Conjugate addition reaction of butanal to nitrostyrene catalyzed by 1 in the presence of biomolecules A–P.

Peptide catalysis in complex mixtures

We next extended our study to peptide catalysis in multi-component mixtures. Specifically, we performed the catalytic reaction in water from different sources (S1–S4), milk and milk substitutes (S5–S9), fruit and vegetable juices (S10–S15), coffee and tea (S16–S20), honey solution (S21), soft drinks (S22–S25), alcoholics (S26–S33), vinegar (S34–S35) and olive oil (S36; Scheme 2a). These commercial, readily available “solvents” differ significantly from each other in polarity, pH, viscosity, and their ingredients and are, thus, a good platform to probe the effect of different environments on peptide catalysis.

Scheme 2

(a) Catalysis in complex mixtures S1–S36 with peptides 1 and 2. (b) Trans/cis ratio of 1a and 2a in different solvents.

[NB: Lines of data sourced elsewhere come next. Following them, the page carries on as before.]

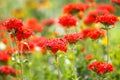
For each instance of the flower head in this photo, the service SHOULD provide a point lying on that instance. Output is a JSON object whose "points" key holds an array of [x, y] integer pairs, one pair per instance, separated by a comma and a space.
{"points": [[7, 70], [4, 56], [72, 38], [57, 44], [107, 19], [12, 23], [68, 21], [74, 8], [101, 67]]}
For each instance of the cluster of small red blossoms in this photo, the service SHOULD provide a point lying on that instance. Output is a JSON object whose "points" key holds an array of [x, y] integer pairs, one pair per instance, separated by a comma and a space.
{"points": [[107, 19], [106, 7], [116, 1], [57, 44], [91, 17], [74, 8], [4, 56], [72, 38], [33, 24], [68, 21], [7, 70], [27, 46], [101, 67], [16, 29], [93, 33]]}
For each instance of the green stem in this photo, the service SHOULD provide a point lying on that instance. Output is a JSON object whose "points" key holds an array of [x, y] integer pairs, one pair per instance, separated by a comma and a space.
{"points": [[21, 62], [107, 45], [57, 66], [74, 66]]}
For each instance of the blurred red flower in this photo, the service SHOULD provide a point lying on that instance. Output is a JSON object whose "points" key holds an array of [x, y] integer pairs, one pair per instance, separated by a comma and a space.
{"points": [[101, 67], [74, 8], [33, 24], [72, 38], [68, 21], [57, 44], [12, 23], [107, 19], [4, 56], [7, 70], [107, 7], [116, 2], [93, 33], [91, 17], [89, 56]]}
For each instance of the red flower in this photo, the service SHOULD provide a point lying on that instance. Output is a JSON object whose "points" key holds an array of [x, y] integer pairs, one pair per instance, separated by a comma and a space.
{"points": [[89, 56], [106, 7], [57, 44], [116, 1], [107, 19], [101, 67], [26, 46], [33, 24], [91, 17], [90, 1], [48, 22], [7, 70], [4, 56], [23, 34], [68, 21], [74, 8], [72, 38], [93, 33], [12, 23]]}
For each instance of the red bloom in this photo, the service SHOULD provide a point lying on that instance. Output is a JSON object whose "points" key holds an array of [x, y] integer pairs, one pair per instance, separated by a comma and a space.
{"points": [[23, 34], [89, 56], [116, 1], [12, 23], [57, 44], [26, 46], [90, 1], [107, 19], [68, 21], [100, 67], [7, 70], [106, 7], [72, 38], [74, 8], [93, 33], [33, 24], [91, 17], [4, 56], [48, 22]]}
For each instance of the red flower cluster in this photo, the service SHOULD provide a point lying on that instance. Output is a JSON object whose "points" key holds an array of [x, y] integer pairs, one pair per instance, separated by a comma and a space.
{"points": [[72, 38], [90, 1], [107, 19], [91, 17], [12, 23], [93, 33], [74, 8], [68, 21], [101, 67], [15, 26], [4, 56], [57, 44], [116, 1], [26, 46], [106, 7], [33, 24], [48, 22], [7, 70], [89, 56]]}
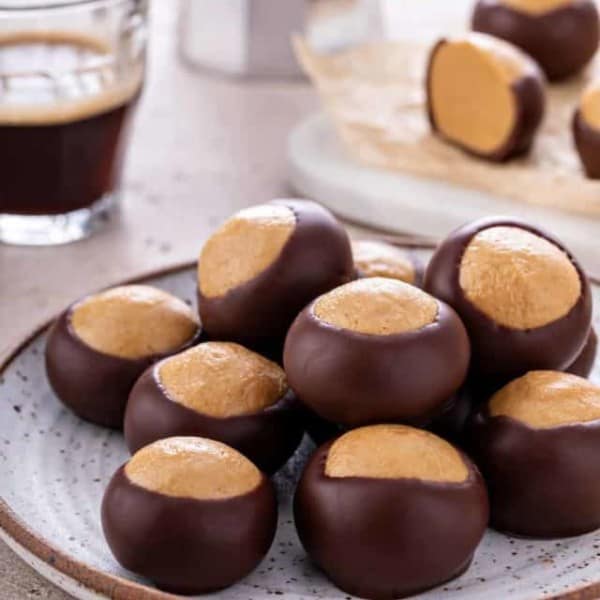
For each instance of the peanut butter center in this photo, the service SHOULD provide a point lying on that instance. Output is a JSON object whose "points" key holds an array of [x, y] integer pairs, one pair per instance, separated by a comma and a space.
{"points": [[222, 379], [395, 452], [547, 399], [537, 7], [378, 259], [243, 247], [192, 467], [377, 306], [133, 321], [517, 278], [590, 105], [471, 93]]}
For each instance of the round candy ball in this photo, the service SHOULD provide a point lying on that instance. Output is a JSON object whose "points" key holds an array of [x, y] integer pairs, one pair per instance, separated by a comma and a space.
{"points": [[522, 296], [537, 444], [561, 35], [102, 343], [484, 96], [376, 350], [222, 391], [263, 265], [387, 511], [190, 514]]}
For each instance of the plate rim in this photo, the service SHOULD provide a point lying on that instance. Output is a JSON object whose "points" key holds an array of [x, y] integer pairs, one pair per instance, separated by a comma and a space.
{"points": [[114, 586]]}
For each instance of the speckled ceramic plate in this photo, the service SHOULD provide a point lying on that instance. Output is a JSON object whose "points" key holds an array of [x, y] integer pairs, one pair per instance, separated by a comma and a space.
{"points": [[54, 467]]}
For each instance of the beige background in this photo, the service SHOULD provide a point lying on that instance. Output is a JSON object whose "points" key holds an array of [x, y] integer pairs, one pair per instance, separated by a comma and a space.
{"points": [[203, 147]]}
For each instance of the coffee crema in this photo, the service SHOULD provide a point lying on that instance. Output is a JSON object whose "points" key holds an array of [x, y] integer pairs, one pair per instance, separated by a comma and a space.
{"points": [[65, 106]]}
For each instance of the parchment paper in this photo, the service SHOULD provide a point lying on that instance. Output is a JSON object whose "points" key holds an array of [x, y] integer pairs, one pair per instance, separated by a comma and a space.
{"points": [[376, 98]]}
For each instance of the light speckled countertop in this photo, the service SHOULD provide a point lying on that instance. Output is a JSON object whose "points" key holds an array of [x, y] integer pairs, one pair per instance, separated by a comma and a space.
{"points": [[203, 147]]}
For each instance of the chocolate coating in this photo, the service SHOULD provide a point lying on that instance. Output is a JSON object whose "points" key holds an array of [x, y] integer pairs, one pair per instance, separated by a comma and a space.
{"points": [[185, 545], [316, 258], [526, 469], [94, 385], [584, 363], [388, 538], [562, 41], [530, 98], [353, 379], [268, 438], [587, 142], [499, 352], [451, 423]]}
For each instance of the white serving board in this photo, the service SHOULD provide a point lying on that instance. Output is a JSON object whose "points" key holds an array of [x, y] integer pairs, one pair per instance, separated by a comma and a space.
{"points": [[320, 168]]}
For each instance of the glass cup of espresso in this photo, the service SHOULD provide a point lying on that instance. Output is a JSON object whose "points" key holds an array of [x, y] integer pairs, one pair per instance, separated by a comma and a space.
{"points": [[71, 73]]}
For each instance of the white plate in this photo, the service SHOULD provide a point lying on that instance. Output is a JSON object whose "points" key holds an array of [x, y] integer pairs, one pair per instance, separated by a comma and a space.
{"points": [[319, 168], [54, 467]]}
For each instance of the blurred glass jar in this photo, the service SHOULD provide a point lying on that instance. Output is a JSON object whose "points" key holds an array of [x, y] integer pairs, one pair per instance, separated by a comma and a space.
{"points": [[252, 37]]}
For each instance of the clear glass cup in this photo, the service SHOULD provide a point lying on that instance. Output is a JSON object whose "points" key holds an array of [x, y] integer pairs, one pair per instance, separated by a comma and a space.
{"points": [[71, 73]]}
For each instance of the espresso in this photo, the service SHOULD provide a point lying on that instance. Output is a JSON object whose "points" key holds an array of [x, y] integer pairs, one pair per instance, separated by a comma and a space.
{"points": [[65, 108]]}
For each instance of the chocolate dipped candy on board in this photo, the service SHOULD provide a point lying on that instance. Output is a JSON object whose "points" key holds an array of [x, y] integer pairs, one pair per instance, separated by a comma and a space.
{"points": [[263, 265], [485, 96], [523, 298], [222, 391], [586, 130], [388, 510], [537, 444], [191, 514], [374, 258], [376, 350], [102, 343], [561, 35]]}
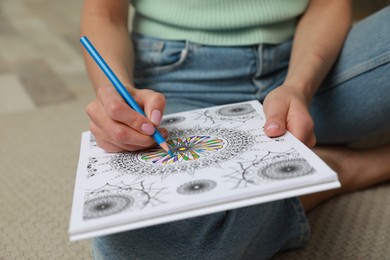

Control experiments showed that the aldehyde and nitroolefin do not react with each other in any of these mixtures in the absence of peptide 1. In the presence of 1, the conjugate addition product formed quantitatively in all solvents but with different stereoselectivity. The diastereomeric ratio syn/anti ranged from 93 : 7 in vodka to 98 : 2 in green tea, the enantioselectivity from 71% ee in honey solution to 90% ee in olive oil (Scheme 2a, blue bars). Hence, the complex environments affected the enantioselectivity of H-dPro-Pro-Glu-NHC12H251. Whereas these results show that peptide catalysis is possible in complex mixtures, we sought an analog of 1 that would allow for consistently high product formation and stereoselectivity regardless of the environment.

Conformational tailoring of peptide catalyst

We recently found that the stereoselectivity of the parent, non-alkylated peptide H-dPro-Pro-Glu-NH21a correlates with the trans/cis conformer ratio of its dPro-Pro amide bond (Scheme 2b).[19] Hence, we suspected that the reduced stereoselectivity in some “solvents” arose from lower trans/cis ratios in these complex environments. Therefore, we sought an analog of 1 with a high trans/cis ratio regardless of the environment. Previously developed catalyst analogs bearing pipecolic acid or γ-substituted Pro derivatives in place of Pro in the middle position have a higher trans/cis ratio and thus higher stereoselectivity than 1a in apolar solvents.[19,21] In polar solvents (e.g., H2O, MeOH, DMSO, DMF), these analogs have, however, lower trans/cis ratios and poorer stereoselectivities than 1a.[19] Thus, we needed an analog of 1 with a residue in the middle position that “locks” the peptide in the trans conformation. We envisioned that α-l-methylproline (αMePro), a proline derivative known to favor the trans conformer of Xaa–Pro bonds,[22-25] could fill this need. Based on the conformational analysis of peptide 1a,[16] we reasoned that the additional methyl group at C should not affect the conformation of the peptide catalyst. Indeed, a crystal structure of the TFA-salt of H-dPro-αMePro-Glu-NH2 (2a) was almost identical to that of the parent peptide 1a (see ESI† p. S10). Both peptides adopt a β-turn conformation with a H-bond between the CO of dPro and the C-terminal amide. The similarity of 1a and 2a was further confirmed by NMR spectroscopy, as indicated by the coupling constants and nuclear Overhauser effects (Scheme 2b, right, and ESI† p. S9).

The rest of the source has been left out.